Antonio Tabucchi
Traducción: Gabriel Humberto García Ayala
Una noche de hace miles de años, una época que es imposible calcular con exactitud, Dédalo, arquitecto y aviador, tuvo un sueño.
Soñó que se encontraba en las entrañas de un inmenso palacio, y caminaba por un pasillo. El pasillo desembocaba en otro y Dédalo, cansado y confuso, lo recorría apoyándose en las paredes. Cuando había recorrido dicho pasillo llegó a una pequeña sala octagonal, de la cual partían ocho pasillos. Dédalo comenzó a sentir un gran anhelo y un deseo de aire puro. Se dirigió a un corredor, pero éste terminaba en una pared. Por siete veces Dédalo lo intentó hasta que, al octavo intento, entró en un pasillo larguísimo que después de una serie de curvas y de esquinas salió a otro pasadizo. Dédalo entonces se sentó en una escalera de mármol y se puso a reflexionar. Sobre las paredes del pasillo había antorchas encendidas que iluminaban frescos azules con pájaros y flores.
Solo yo puedo saber como salir de aquí, se dijo Dédalo, y no recordó cómo. Se despojó de las sandalias y comenzó a caminar descalzo sobre el piso de mármol verde. Para consolarse comenzó a cantar una antigua canción de cuna que había aprendido de una anciana sierva que lo había acunado en la infancia. Las bóvedas del largo pasillo le restituían su voz repetida diez veces.
Solo yo puedo saber como salir de aquí, se dijo Dédalo, y no lo recordó.
En aquel momento desembocó en una amplia sala redonda, con frescos de paisajes absurdos. Aquella sala le recordó algo, pero no recordaba qué le recordaba. Había sillas tapizadas con lujosas telas y, en medio de la habitación, una gran cama. En el borde de la cama estaba sentado un hombre esbelto, de músculos ágiles y juveniles. Y aquel hombre tenía una cabeza de toro. Tenía la cabeza entre las manos y sollozaba. Dédalo se acercó y le puso una mano en la espalda. ¿Por qué lloras?, le preguntó. El hombre liberó la cabeza de las manos y lo miró con sus ojos de bestia. Lloro porque estoy enamorado de la luna, dijo, la vi solo una vez, cuando era niño cuando me asomaba por una ventana, pero no puedo alcanzarla porque estoy prisionero en este palacio. Me contentaría tan solo con tenderme sobre un prado, durante la noche, y dejarme besar por sus rayos, pero estoy prisionero en este palacio desde mi infancia. Y empezó a llorar nuevamente. Y entonces Dédalo sintió un gran estremecimiento, y el corazón le latía muy fuerte en el pecho. Te ayudaré a salir de aquí, dijo.
El hombre-bestia levantó nuevamente la cabeza y lo miró con sus ojos bovinos. En esta habitación hay dos puertas, dijo, y en cada una de las puertas hay dos vigilantes.
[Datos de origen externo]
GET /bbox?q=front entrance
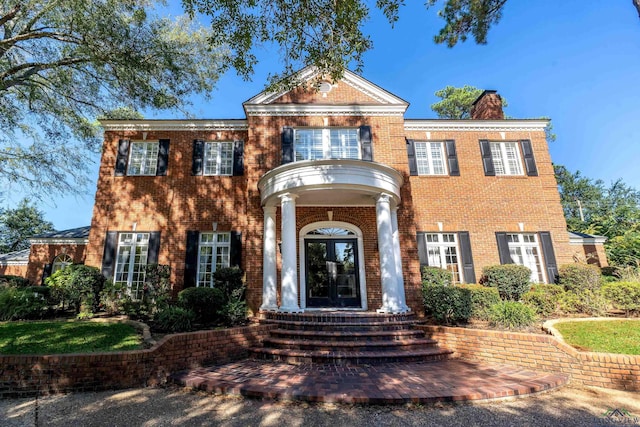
[304,238,361,308]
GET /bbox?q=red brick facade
[77,67,573,312]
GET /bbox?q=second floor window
[203,141,233,175]
[415,141,447,175]
[491,142,523,175]
[294,128,361,161]
[127,141,160,175]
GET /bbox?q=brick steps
[271,329,424,342]
[250,312,452,366]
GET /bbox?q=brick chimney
[471,90,504,120]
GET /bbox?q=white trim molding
[100,119,249,132]
[404,119,549,132]
[243,66,409,108]
[298,221,368,311]
[28,237,89,245]
[258,159,403,206]
[245,104,407,116]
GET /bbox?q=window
[415,141,447,175]
[507,234,544,283]
[127,141,160,175]
[491,142,524,175]
[294,128,361,161]
[113,233,150,300]
[51,254,73,274]
[425,233,461,283]
[197,233,231,288]
[203,141,233,175]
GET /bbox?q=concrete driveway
[0,387,640,427]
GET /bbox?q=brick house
[0,68,601,313]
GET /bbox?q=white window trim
[293,127,362,162]
[127,140,160,176]
[51,254,73,274]
[202,141,233,176]
[424,233,464,283]
[196,231,231,288]
[507,233,547,283]
[489,141,524,176]
[414,141,449,176]
[113,231,151,299]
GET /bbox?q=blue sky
[5,0,640,230]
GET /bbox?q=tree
[0,199,55,253]
[0,0,219,195]
[431,85,508,120]
[182,0,640,90]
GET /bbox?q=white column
[260,206,278,311]
[391,206,411,312]
[280,194,300,313]
[376,193,402,313]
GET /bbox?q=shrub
[0,288,48,320]
[602,282,640,316]
[489,301,536,329]
[153,306,196,332]
[422,266,453,286]
[458,285,500,320]
[558,264,602,291]
[220,287,247,326]
[558,289,607,316]
[522,283,564,317]
[100,280,131,315]
[45,264,106,317]
[213,267,244,302]
[482,264,531,301]
[422,285,471,324]
[178,287,225,323]
[0,274,31,288]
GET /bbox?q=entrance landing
[172,359,567,404]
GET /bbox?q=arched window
[51,254,73,274]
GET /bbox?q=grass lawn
[554,319,640,354]
[0,321,143,354]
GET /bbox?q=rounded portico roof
[258,159,403,206]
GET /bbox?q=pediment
[243,67,409,115]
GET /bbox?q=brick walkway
[172,359,567,404]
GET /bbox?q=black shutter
[229,231,242,267]
[496,233,513,264]
[115,139,129,176]
[418,233,429,268]
[184,231,200,288]
[156,139,169,176]
[42,264,53,285]
[520,139,538,176]
[407,139,418,176]
[458,231,476,283]
[360,126,373,162]
[191,139,204,175]
[538,231,558,283]
[480,139,496,176]
[444,139,460,176]
[282,126,294,165]
[233,141,244,176]
[102,231,118,279]
[147,231,160,264]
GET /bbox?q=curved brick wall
[419,326,640,391]
[0,325,273,398]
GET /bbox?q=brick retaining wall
[0,325,273,398]
[420,326,640,391]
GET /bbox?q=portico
[258,159,410,313]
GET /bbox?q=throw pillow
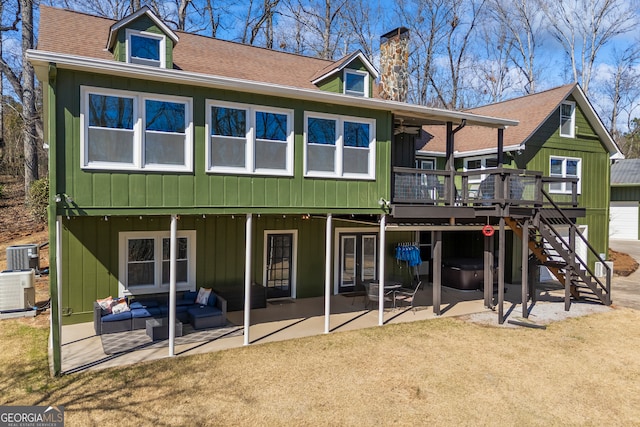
[196,288,211,305]
[96,295,113,313]
[111,298,130,314]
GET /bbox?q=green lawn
[0,309,640,426]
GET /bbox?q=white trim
[80,86,193,172]
[118,230,196,296]
[549,156,582,194]
[558,100,576,138]
[125,28,167,68]
[26,49,518,128]
[107,6,179,50]
[342,68,371,98]
[303,111,377,180]
[262,229,298,298]
[205,99,295,176]
[311,50,379,85]
[416,157,438,170]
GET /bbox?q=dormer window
[344,69,369,97]
[560,101,576,138]
[127,30,165,67]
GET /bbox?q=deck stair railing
[392,167,578,207]
[506,190,613,310]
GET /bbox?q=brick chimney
[380,27,409,102]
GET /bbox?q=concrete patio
[62,284,600,373]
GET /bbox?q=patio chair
[395,280,422,309]
[364,282,393,307]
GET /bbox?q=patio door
[338,233,378,293]
[264,232,295,298]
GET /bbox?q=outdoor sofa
[93,291,227,335]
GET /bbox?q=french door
[338,233,378,293]
[265,233,294,298]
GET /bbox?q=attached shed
[609,159,640,240]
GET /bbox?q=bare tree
[471,21,514,105]
[541,0,637,94]
[285,0,348,59]
[203,0,221,37]
[599,41,640,135]
[343,0,391,61]
[20,0,38,197]
[489,0,544,94]
[429,0,485,109]
[397,0,449,106]
[241,0,280,49]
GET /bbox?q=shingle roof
[417,83,576,153]
[611,159,640,185]
[38,5,334,89]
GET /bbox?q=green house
[416,84,621,282]
[28,6,610,372]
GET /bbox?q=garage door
[609,202,638,240]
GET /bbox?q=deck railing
[392,167,578,207]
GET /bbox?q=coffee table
[146,317,182,341]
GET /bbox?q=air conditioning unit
[595,261,613,277]
[0,270,36,311]
[7,244,40,273]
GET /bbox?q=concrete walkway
[609,240,640,310]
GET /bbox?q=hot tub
[442,258,498,291]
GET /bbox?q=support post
[378,214,387,326]
[498,221,505,325]
[244,214,253,345]
[521,218,529,319]
[564,225,578,311]
[49,215,62,375]
[497,128,504,167]
[324,213,333,334]
[168,214,178,357]
[433,230,442,316]
[484,236,493,308]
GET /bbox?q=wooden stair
[505,209,611,310]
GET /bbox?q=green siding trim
[611,185,640,202]
[52,71,392,215]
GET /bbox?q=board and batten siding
[516,98,611,265]
[54,70,391,215]
[61,215,413,324]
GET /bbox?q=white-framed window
[464,156,498,184]
[343,68,369,98]
[80,86,193,172]
[118,230,196,296]
[549,156,582,194]
[206,100,294,176]
[416,157,436,171]
[560,101,576,138]
[126,29,167,67]
[304,112,376,179]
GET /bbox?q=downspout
[46,63,62,375]
[244,214,253,345]
[447,119,467,225]
[168,214,178,357]
[378,214,387,326]
[324,213,333,334]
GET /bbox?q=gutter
[26,49,518,128]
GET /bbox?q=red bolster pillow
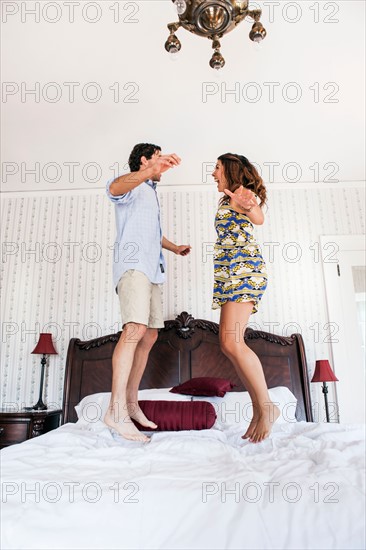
[133,401,216,432]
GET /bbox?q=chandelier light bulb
[174,0,187,15]
[210,52,225,71]
[165,34,182,54]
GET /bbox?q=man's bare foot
[242,413,259,439]
[127,403,158,430]
[104,411,150,443]
[242,403,280,443]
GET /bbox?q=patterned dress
[212,204,267,313]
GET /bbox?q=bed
[2,312,365,550]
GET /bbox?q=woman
[212,153,280,443]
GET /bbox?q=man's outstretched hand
[153,153,181,174]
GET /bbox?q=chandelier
[165,0,267,69]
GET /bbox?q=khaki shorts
[117,269,164,328]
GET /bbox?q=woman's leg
[220,302,280,443]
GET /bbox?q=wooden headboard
[63,311,313,422]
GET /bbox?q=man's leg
[127,283,164,429]
[126,328,158,429]
[104,270,152,441]
[104,323,149,441]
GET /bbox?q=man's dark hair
[128,143,161,172]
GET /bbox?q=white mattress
[1,422,365,550]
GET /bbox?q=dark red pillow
[133,401,216,432]
[170,376,235,397]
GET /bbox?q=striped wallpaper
[1,184,365,420]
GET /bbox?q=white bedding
[1,422,365,550]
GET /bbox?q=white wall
[1,0,365,420]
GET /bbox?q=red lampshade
[311,359,338,382]
[32,332,57,355]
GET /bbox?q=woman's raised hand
[224,186,257,211]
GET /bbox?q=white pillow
[193,386,297,429]
[75,388,191,425]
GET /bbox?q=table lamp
[29,332,57,411]
[311,359,338,422]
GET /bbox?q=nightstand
[0,409,62,448]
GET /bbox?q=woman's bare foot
[104,410,150,443]
[242,403,280,443]
[127,403,158,430]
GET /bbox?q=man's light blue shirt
[107,178,165,294]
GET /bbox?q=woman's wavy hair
[218,153,267,206]
[128,143,161,172]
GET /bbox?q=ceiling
[1,0,365,192]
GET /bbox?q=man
[104,143,190,442]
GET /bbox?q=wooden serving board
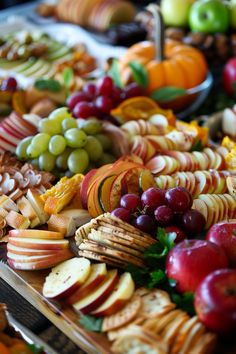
[0,245,112,354]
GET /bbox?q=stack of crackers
[102,288,216,354]
[75,213,157,268]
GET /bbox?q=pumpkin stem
[146,4,165,62]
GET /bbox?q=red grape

Una puerta conduce a la libertad y la otra conduce a la muerte. Uno de los guardianes dice solo la verdad y el otro la mentira. Pero yo no sé quién de los dos dice la verdad y quién miente, ni cuál es la puerta de la libertad ni cuál la de la muerte.
Sígueme, dijo Dédalo, ven conmigo.
Se acercó a uno de los guardianes y le preguntó: ¿cuál es la puerta que, según tu colega, conduce a la libertad? Y luego cambió de puerta. En efecto, si hubiera consultado al guardián mentiroso, éste, cambiando la verdadera indicación de su colega, le habría indicado la puerta de la horca; si, por el contrario, hubiera consultado al guardián veraz, en verdad, él, dándole sin cambiar la falsa indicación de su colega, le habría mostrado la puerta de la muerte.
Atravesaron esa puerta y volvieron a recorrer un largo pasillo. El corredor estaba cuesta arriba y conducía a un jardín colgante que dominaba las luces de una ciudad desconocida.
Ahora Dédalo recordaba, y estaba feliz de recordar. Bajo los arbustos había escondido plumas y cera. Lo había hecho para sí mismo, para huir de aquel palacio. Con aquellas plumas y con la cera construyó hábilmente un par de alas y las aplicó en la espalda del hombre-bestia. Después lo condujo al balancín del jardín de la azotea y le habló.
La noche es larga, dijo, la luna muestra su rostro y te espera, puedes volar hasta ella.
El hombre-bestia se volvió con sus ojos mansos de bestia. Gracias, dijo.
Ve, dijo Dédalo, y le dio un empujón. Vio al hombre-bestia que se alejaba con amplias brazadas en medio de la noche, y volaba hacia la luna. Y volaba, volaba.
Dédalo. Arquitecto y primer volador es, quizá, uno de nuestros sueños.